5. This week while on Facebook, I found a long-lost cousin. Well, she was not actually lost because I could have found her any time I wanted through my aunt, but when I made contact with another relative on Facebook, up popped the name and picture of this cousin, who is now living in New York. She was the youngest of my aunt's four children by far, not much older than my own children, so sort of a half-generation younger than me. I grew up with my older three cousins but had left Maine by the time their youngest sister was born. Maybe it is time that I got to know her better. I contacted her, and we are now Facebook friends. Lotsa catch-up to do! This is definitely going to be fun!

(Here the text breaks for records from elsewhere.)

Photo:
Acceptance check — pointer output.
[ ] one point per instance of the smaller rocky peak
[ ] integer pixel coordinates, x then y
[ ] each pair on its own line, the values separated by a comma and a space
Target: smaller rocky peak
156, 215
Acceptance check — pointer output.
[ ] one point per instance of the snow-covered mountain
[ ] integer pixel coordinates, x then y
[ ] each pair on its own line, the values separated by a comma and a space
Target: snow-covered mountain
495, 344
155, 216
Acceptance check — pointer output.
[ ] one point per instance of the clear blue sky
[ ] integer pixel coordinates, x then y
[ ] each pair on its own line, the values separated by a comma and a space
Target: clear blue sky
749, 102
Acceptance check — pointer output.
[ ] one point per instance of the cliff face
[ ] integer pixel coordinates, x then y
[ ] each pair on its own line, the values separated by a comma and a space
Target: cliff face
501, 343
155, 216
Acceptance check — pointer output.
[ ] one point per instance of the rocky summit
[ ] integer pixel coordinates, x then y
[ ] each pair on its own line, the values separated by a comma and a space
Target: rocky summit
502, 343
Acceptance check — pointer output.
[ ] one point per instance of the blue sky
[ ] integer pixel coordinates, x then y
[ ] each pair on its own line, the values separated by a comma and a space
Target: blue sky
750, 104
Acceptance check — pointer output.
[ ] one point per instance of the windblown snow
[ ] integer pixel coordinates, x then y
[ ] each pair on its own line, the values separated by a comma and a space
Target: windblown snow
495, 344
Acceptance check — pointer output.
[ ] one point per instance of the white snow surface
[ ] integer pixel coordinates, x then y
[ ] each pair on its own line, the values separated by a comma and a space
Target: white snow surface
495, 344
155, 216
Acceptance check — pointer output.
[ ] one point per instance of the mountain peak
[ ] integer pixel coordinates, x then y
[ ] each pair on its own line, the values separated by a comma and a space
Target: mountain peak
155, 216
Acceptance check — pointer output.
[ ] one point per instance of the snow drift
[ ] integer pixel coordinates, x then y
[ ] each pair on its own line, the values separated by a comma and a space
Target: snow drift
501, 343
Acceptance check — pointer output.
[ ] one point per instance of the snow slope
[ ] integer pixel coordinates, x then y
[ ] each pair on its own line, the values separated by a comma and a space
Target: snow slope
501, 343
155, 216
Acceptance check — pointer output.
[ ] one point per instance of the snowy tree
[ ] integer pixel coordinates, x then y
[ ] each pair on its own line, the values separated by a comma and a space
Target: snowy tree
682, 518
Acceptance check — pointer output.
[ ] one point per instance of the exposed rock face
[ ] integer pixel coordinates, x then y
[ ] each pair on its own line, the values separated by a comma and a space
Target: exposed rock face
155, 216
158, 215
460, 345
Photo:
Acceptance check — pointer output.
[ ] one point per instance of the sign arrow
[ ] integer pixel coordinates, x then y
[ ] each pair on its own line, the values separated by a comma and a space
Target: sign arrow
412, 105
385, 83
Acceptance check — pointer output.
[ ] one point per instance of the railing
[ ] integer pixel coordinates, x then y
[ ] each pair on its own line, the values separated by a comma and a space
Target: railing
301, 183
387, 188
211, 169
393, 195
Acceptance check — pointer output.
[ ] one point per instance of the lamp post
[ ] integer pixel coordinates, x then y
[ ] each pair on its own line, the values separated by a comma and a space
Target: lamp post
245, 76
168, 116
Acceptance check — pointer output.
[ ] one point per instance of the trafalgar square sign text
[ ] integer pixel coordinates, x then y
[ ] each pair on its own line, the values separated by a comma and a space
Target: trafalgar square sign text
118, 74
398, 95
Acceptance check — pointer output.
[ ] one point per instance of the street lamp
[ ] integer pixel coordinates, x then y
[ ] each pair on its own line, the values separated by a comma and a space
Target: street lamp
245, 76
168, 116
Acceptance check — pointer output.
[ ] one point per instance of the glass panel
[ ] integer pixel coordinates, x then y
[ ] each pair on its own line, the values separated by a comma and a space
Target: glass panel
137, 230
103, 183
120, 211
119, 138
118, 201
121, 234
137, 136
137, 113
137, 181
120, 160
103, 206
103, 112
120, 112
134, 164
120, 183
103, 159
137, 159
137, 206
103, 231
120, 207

6. When I got home, Donnie told me that there were some interesting developments in family life that he had not shared with me by email while I was gone. Perhaps it was just as well. I have now blogged about them on the Clan of Mahlou site (Welcome Home?), but I will quickly relate them here. (a) Lizzie and Blaine, who have lived about because of work assignments in different states for the past five years of their 7-year marraige, have decided to divorce and remain permanently apart but good friends and devoted siblings. (Not blood kin, they were raised together from the time we took Blaine in from the barrio as a teenager.) We sort of think that is probably the relationship they should always have had, but grown children make their own decisions and parents support them whether or not they agree with those decisions. (b) While recovering from the loss of Ray, Noelle has encountered another difficulty. Her bone infection has worsened, and doctors are talking again about possible amputation of her foot. She is scheduled soon (still don't know the date) for some last-resort surgery to avoid amputation. Prayers welcomed!

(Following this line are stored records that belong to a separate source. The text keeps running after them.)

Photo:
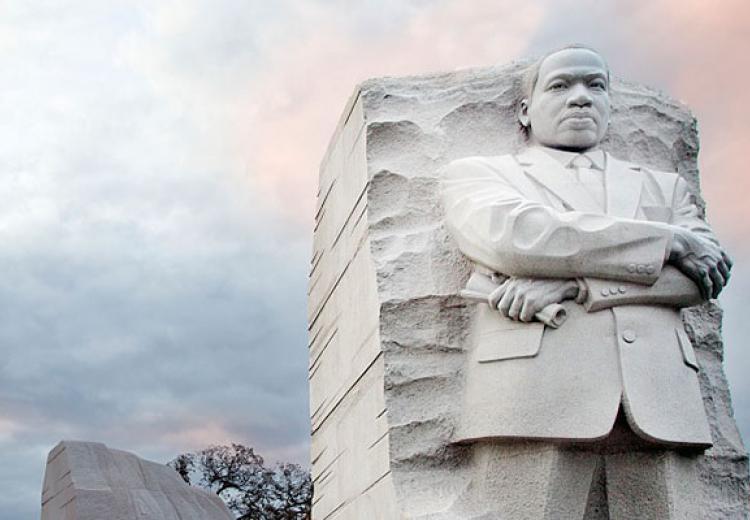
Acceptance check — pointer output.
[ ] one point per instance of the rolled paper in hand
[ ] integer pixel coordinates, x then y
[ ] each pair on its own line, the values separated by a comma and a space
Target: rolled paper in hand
480, 287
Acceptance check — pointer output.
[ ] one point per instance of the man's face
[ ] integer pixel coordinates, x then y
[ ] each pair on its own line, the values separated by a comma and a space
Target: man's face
569, 107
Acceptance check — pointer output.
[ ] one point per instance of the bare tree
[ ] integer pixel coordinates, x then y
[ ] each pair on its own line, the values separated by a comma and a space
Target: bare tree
252, 491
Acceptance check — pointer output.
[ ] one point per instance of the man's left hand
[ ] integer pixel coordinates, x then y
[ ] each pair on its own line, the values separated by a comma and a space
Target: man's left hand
523, 297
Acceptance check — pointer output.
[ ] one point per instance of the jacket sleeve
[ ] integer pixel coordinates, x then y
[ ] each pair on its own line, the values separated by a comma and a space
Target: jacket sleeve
497, 223
672, 288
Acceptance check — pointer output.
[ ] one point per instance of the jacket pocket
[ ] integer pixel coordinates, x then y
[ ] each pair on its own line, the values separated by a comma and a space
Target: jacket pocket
688, 353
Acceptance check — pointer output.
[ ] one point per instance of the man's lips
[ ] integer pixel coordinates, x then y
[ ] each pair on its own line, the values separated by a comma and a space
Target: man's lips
579, 116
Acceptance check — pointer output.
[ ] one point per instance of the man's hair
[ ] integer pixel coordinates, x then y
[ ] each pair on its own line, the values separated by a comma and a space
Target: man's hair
531, 74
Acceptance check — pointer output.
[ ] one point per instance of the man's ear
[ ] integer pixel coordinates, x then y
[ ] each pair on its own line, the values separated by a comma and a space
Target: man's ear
523, 112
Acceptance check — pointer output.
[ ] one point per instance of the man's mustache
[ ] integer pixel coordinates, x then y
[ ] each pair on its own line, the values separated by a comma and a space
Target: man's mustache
579, 113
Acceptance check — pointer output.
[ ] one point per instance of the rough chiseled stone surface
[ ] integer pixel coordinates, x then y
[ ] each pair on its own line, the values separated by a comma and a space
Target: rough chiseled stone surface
88, 481
388, 334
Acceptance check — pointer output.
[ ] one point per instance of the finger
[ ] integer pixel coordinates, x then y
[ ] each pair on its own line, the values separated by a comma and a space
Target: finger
515, 307
506, 300
727, 260
724, 270
717, 280
691, 270
706, 283
528, 310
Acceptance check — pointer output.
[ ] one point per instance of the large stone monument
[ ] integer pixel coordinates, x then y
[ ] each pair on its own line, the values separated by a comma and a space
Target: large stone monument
511, 308
88, 481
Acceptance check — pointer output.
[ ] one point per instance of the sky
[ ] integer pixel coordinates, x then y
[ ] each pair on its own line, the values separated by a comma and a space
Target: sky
158, 172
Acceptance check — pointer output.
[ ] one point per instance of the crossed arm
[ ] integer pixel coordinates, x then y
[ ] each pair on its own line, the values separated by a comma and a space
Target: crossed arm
554, 256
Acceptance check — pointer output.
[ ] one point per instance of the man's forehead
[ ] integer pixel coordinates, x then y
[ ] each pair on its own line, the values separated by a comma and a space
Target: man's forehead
572, 62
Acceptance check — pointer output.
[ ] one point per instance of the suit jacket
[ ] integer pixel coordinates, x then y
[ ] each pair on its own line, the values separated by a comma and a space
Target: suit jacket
526, 215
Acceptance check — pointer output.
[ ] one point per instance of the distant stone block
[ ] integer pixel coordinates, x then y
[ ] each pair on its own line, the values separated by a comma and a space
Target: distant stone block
89, 481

7. Ah, Friday at last! And a special Friday at that. I was supposed to be on leave all week from work, but considering the drastic changes being planned on Wednesday and Thursday, I put in pretty full days, although I did take Wednesday morning for errands and Mass and came home at 7:00 p.m. for our Bible study group when I might have stayed later into the evening as I did on Thursday. I do have to go in to work this afternoon, but this morning, yippee, I am going to First Friday at St. Francis Retreat Center! A moment of peace! :)

Wishing all of you a weekend of peace!